I’m a big fan of the movie, “Waiting for Superman” It scratches the surface of all the things that are wrong with our public education system today. I’ll spare you the movie review here but I will say this:
Unless our elementary and secondary education system undergoes drastic changes by the year 2050 China will have assumed the role as the leader economically, politically, militarily, and culturally. HSBC is running great adverts talking about tapping into a world of potential one of their adverts is the following:
“There are 5 times as many people learning English in China as there are people in England.”
According to the Office of National Statistics (ONS) there are approximately 51mm people in England (which is likely an understatement given the last estimate was in 2008). Even so, that would mean 250mm people in China are learning English. That is a staggering number and goes to show how competitive our world is and about to be.
Gone are the days when one could just cruise through high school, stumble into a good college, get a degree, and enter into the workforce and earn an above-average salary. The world is smaller, the supply of students and workers available workers bigger, while technology renders many labor intensive work spaces obsolete. Globalization and technology have made it more difficult for American educated students to find work.

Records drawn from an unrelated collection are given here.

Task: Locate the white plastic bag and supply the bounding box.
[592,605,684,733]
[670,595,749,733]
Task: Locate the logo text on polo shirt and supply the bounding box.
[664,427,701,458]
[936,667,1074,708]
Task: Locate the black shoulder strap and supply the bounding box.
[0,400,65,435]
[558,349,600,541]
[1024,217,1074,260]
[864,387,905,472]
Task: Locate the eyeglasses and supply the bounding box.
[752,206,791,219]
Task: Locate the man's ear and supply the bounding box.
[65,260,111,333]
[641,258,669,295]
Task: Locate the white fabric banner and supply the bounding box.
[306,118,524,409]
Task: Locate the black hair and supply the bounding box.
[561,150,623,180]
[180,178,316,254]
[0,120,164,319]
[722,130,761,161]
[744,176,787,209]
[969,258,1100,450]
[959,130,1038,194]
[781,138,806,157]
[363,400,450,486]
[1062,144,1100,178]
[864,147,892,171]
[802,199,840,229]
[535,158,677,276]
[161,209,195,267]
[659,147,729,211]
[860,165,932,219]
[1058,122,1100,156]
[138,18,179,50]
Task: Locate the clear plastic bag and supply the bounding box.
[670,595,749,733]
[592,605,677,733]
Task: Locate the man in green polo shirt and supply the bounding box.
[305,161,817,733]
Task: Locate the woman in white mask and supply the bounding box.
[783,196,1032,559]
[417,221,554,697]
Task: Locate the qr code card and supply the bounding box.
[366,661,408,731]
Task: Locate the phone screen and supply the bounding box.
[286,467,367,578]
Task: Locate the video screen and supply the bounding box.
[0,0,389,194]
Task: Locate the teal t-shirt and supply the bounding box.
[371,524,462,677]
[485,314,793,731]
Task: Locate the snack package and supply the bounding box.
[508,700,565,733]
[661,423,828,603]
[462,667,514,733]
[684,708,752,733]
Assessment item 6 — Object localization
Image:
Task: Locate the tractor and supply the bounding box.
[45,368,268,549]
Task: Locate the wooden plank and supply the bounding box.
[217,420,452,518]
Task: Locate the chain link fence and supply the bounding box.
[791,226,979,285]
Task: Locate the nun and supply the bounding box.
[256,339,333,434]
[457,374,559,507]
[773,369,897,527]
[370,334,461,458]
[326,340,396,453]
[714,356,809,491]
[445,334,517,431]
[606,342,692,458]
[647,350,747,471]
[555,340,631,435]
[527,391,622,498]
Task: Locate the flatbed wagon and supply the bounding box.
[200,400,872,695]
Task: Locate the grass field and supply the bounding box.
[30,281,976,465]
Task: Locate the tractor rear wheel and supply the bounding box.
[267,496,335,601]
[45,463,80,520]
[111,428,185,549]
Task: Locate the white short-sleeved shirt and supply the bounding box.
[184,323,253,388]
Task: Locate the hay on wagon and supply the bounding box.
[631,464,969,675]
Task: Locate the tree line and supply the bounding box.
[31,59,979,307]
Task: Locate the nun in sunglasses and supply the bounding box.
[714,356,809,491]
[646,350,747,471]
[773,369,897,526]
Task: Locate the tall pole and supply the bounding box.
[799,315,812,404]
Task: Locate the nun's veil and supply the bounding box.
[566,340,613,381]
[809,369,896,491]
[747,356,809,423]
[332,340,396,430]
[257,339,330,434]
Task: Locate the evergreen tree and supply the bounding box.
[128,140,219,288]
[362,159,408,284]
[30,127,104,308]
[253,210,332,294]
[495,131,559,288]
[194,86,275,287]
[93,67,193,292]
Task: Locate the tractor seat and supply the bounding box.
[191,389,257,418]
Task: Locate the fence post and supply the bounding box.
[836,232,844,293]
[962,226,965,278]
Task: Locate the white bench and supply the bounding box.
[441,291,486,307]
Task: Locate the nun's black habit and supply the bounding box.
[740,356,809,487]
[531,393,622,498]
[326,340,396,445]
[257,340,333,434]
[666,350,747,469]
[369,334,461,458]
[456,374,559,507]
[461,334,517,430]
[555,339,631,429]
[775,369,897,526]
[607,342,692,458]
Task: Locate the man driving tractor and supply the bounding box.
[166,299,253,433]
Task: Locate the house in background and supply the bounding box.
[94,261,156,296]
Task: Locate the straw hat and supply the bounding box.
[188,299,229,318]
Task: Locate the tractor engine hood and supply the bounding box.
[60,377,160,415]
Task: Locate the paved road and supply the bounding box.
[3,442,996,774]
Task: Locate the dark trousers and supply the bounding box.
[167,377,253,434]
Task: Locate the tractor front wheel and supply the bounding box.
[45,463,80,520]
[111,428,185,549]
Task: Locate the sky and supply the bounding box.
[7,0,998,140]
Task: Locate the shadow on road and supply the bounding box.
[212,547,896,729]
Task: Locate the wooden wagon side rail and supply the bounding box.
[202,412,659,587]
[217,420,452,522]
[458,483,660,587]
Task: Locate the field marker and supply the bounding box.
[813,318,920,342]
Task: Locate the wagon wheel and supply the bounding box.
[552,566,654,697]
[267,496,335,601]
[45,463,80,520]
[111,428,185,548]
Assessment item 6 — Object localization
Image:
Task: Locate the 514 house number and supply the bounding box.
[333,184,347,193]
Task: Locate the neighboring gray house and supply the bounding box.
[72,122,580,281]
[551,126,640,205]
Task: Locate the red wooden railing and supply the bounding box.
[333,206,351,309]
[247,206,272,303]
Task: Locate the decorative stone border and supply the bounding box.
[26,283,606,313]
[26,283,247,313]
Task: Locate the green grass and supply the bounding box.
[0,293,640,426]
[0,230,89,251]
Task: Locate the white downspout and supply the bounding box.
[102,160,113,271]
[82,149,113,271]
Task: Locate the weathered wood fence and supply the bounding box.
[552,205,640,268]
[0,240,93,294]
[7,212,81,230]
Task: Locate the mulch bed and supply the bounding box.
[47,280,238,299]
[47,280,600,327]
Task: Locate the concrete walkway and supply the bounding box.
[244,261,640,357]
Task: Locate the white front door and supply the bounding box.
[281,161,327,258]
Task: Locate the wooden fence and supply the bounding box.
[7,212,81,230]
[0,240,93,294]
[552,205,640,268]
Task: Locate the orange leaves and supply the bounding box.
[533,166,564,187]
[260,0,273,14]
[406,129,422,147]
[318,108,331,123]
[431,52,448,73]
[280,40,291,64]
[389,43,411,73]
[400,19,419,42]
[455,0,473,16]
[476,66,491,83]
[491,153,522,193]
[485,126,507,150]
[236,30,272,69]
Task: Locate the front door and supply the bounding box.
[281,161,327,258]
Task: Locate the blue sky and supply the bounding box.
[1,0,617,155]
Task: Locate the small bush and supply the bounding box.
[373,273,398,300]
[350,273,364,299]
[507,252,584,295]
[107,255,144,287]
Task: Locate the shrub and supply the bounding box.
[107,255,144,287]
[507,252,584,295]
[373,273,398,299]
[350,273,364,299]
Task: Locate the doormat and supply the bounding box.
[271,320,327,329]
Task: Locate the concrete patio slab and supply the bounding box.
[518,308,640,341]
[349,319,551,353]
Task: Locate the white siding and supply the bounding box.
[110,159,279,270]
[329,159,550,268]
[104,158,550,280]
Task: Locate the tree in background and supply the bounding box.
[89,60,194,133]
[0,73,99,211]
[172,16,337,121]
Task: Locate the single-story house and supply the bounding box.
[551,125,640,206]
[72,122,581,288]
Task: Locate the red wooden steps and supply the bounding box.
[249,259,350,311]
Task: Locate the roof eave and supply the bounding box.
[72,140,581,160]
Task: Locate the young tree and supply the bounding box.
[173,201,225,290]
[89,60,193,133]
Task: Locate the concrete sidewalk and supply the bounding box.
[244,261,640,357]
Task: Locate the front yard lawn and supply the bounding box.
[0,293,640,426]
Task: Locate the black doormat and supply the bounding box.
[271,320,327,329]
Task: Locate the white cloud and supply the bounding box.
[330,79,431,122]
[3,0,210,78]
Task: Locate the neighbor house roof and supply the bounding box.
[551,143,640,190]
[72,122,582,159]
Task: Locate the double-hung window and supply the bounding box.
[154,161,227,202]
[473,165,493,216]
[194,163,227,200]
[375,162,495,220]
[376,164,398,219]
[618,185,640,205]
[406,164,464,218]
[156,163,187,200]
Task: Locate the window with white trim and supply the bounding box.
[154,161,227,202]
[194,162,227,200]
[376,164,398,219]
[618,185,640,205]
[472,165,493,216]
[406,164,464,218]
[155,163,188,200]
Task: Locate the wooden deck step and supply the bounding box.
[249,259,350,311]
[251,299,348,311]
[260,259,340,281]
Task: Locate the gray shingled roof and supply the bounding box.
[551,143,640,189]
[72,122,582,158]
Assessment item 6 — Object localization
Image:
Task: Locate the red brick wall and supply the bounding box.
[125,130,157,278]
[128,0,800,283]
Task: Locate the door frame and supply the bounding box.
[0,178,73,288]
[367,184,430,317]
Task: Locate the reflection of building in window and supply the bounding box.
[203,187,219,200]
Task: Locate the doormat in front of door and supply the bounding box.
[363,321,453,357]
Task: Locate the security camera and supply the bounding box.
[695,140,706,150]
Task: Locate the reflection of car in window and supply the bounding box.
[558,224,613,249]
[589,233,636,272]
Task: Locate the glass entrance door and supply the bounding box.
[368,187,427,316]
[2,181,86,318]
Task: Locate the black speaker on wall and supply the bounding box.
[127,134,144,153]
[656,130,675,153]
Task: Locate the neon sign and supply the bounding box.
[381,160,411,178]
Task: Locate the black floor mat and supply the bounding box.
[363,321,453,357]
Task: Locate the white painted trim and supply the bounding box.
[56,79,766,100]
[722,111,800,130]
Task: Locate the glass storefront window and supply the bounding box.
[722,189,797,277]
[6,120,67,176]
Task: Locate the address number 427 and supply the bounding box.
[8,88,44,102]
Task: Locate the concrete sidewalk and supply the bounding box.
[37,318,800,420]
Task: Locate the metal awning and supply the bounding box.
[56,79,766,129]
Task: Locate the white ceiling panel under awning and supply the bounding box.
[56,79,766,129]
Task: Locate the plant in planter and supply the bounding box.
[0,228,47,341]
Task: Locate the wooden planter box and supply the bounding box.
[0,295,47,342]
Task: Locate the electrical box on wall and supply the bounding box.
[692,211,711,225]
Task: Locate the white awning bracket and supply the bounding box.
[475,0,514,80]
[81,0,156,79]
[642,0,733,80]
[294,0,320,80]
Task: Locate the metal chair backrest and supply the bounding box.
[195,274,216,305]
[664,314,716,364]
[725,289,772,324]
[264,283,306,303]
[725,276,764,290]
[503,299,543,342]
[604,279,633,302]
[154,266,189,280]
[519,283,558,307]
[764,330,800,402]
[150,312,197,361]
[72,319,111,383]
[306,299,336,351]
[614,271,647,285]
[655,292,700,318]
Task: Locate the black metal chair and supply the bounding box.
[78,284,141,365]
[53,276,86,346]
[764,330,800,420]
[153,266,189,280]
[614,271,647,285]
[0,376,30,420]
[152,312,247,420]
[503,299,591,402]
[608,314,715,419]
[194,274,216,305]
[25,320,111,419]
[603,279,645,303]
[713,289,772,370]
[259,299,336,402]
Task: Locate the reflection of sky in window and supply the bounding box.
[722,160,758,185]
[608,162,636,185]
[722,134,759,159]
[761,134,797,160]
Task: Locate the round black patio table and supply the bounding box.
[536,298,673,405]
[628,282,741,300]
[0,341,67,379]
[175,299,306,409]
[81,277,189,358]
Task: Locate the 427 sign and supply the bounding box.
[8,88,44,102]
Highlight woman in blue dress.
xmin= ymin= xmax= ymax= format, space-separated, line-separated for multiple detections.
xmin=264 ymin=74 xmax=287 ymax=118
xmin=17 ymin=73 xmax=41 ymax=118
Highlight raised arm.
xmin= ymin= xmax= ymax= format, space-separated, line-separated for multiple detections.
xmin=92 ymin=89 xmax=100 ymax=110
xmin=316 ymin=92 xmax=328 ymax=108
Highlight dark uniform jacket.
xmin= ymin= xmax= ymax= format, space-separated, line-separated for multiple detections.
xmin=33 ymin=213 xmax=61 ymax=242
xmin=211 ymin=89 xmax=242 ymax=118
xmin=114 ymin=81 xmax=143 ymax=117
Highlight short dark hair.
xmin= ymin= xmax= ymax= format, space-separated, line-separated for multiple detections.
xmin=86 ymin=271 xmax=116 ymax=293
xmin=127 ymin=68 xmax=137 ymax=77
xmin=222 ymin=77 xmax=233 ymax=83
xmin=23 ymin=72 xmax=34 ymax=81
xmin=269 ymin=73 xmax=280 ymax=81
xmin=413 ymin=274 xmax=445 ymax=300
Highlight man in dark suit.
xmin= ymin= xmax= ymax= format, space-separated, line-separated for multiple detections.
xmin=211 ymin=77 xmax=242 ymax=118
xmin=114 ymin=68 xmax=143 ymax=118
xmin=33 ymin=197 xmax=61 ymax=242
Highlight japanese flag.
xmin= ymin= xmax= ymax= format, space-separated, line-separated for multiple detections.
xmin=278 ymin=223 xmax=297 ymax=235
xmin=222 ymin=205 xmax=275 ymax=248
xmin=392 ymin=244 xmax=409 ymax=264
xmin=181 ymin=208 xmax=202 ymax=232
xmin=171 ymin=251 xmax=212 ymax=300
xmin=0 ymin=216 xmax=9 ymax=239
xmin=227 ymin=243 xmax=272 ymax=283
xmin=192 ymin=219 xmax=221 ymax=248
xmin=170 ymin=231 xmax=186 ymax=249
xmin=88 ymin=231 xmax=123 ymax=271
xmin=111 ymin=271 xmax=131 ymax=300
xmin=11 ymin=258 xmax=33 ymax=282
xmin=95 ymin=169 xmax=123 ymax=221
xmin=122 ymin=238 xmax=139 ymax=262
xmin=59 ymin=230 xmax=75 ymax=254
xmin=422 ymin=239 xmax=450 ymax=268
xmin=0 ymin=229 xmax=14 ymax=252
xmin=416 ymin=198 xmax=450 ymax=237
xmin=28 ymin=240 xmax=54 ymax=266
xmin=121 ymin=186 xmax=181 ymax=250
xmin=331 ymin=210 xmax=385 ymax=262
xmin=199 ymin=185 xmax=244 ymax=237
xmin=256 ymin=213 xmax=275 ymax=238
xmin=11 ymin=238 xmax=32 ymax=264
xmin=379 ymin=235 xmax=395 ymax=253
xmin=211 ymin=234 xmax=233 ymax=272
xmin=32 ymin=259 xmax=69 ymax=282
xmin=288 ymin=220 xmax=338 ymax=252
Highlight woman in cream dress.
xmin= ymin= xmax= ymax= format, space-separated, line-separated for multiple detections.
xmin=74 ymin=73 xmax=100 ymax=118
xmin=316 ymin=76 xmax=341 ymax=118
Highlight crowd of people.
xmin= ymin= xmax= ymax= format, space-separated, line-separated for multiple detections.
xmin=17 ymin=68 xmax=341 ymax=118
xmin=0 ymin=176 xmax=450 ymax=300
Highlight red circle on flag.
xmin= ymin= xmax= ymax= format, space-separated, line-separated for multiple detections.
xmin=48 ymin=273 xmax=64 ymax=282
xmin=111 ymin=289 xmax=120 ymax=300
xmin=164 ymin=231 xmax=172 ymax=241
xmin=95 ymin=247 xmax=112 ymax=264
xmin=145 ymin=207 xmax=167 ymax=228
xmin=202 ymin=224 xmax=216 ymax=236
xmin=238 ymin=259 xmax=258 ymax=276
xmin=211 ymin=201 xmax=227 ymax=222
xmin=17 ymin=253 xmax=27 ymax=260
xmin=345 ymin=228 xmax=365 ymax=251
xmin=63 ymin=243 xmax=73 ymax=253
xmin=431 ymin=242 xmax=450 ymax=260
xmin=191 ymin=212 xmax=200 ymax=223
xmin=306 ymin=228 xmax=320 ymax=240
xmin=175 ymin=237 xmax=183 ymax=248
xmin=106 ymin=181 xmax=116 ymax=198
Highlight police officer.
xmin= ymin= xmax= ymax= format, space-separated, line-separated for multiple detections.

This has also exposed the shortcomings of our public school system. Inept policies, overworked inner-city teachers, and lack of funding makes the public school model outdated and ineffectual. Charter schools seem like an easy solution, especially when it appears they are performing miracles. However, looking deeper one sees two main skeletons in the closet.
1) They cook the books to make it seem like they can turn water into wine. What I mean, is that they are very selective with who remains in the school. The kids who can’t hack it or the ones who don’t “fit in” are booted from the program. That usually means kids who are failing for whatever reason. This leaves all the kids who conform and adapt well to the environment who post strong results.
2) Ask any normal charter school teacher if they think their lifestyle is sustainable. Any regular teacher (and not someone so high on KIPP kool-aid) will tell you that they work 14 hour days and most of the weekend. If you were to compute the hourly salary of a charter school teacher it would be equivalent to a worker at Arby’s. My point – charter schools grind their teachers to the bone which makes it difficult for anyone to have any sort of life outside of school. Starting a family ? Forget about it if you are a charter school teacher.
Now, while I do think the charter school model, with some tinkering, is the way forward (and while it does produce above average results) the thinking that these charter schools are the best thing since sliced bread is naive.
Either way, the public school system is so wrought with bureaucracy, corruption, incompetence, long lines, and red tape, that its prospects for being the agent of change in our education system are very slim.